Traditional fuzzy matching often fails when searching for quotes that are semantically identical but syntactically different across documents-a common issue when aligning official written records with speech-to-text transcripts. We introduce TimeStampEval, a benchmark for retrieving precise millisecond timestamps from long transcripts given non-verbatim quotes. Our simple two-stage method dramatically improves retrieval accuracy while cutting inference costs by over 90%. The motivating use case is an automated long-form podcast that assembles Congressional Record clips into AI-hosted narration. The technical challenge: given a sentence-timestamped transcript and a target quote that may differ due to transcription or editorial drift, return exact start and end boundaries. Standard algorithms handle verbatim text but break under fuzzier variants. Evaluating six modern LLMs on a 2,800-sentence (120k-token) transcript revealed four key findings. (1) Prompt design matters more than model choice: placing the query before the transcript and using compact formatting improved accuracy by 3-20 points while reducing token count by 30-40%. (2) Off-by-one errors form a distinct category, showing models understand the task but misplace boundaries. (3) A modest reasoning budget (600-850 tokens) raises accuracy from 37% to 77% for weak setups and to above 90% for strong ones. (4) Our "Assisted Fuzzy" approach-RapidFuzz pre-filtering followed by LLM verification on short snippets-improves fuzzy match accuracy by up to 50 points while halving latency and reducing cost per correct result by up to 96%. Extended tests on ten transcripts (50k-900k tokens, 1989-2025) confirm robustness to transcript length, vocabulary drift, and domain change, maintaining 95-100% rejection accuracy for absent targets.

Paper Structure

This paper contains 108 sections, 5 equations, 9 figures, 60 tables, 2 algorithms.

Figures (9)

  • Figure 1: AI-powered podcast production workflow
  • Figure 2: Performance comparison of Google’s Flash 2.5 model across 8 different prompt configurations, testing JSON vs text formats with varying query placements (Top/Bottom) and sentence locations (First/Middle/End). Results show text format significantly outperforms JSON, with Text First Top achieving the highest accuracy at 91% and Text End Bottom performing worst at 39%.
  • Figure 3: Performance comparison of Google's Flash 2.5 model when provided different thinking token budgets. No thinking performs worse regardless of format, but the effect is mitigated in the Text First Top format with the query at the top and the sentence text before timestamp markers.
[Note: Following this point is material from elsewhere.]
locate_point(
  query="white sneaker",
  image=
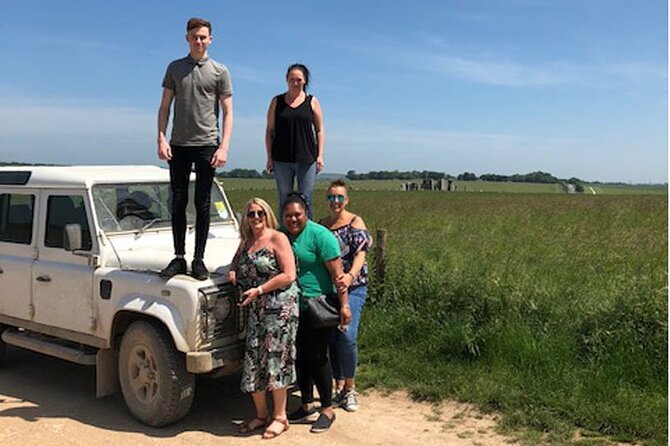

Once allowed to think, increasing the model's thinking budget has no noticeable impact on performance, likely because despite the larger budgets the model typically thought for only 1,000 tokens or less.
  • Figure 4: This chart shows how successive changes to prompt structure and transcript formatting dramatically increase exact-match accuracy for Google’s Gemini Flash 2.5 model on the timestamp retrieval task. Moving from the native JSON format of the Speech-to-Text provider to a text format reduces token count by 30%, but also reduces accuracy by 13 percentage points. Beginning with the weakest text format ("Text End Bottom"), each bar represents an improvement: (1) moving the query from the bottom to the top of the prompt, (2) placing the sentence text before the timestamp fields (instead of after), and (3) enabling model thinking. Each adjustment leads to a significant gain, with accuracy rising from 39% to 96%. Moving to a more powerful (but also slower and more costly model, Gemini 2.5 pro, further increases accuracy, but only by a few percentage points. These results highlight the outsized impact of thoughtful prompt and data formatting—well before model-level changes or tuning
  • Figure 5: Retrieval accuracy of Gemini 2.5 Flash across transcript lengths from 100k to 900k tokens. Accuracy is reported as exact match and fuzzy match over two independent runs. Performance remains stable through 400k tokens, after which both metrics begin to degrade, with fuzzy match showing earlier volatility.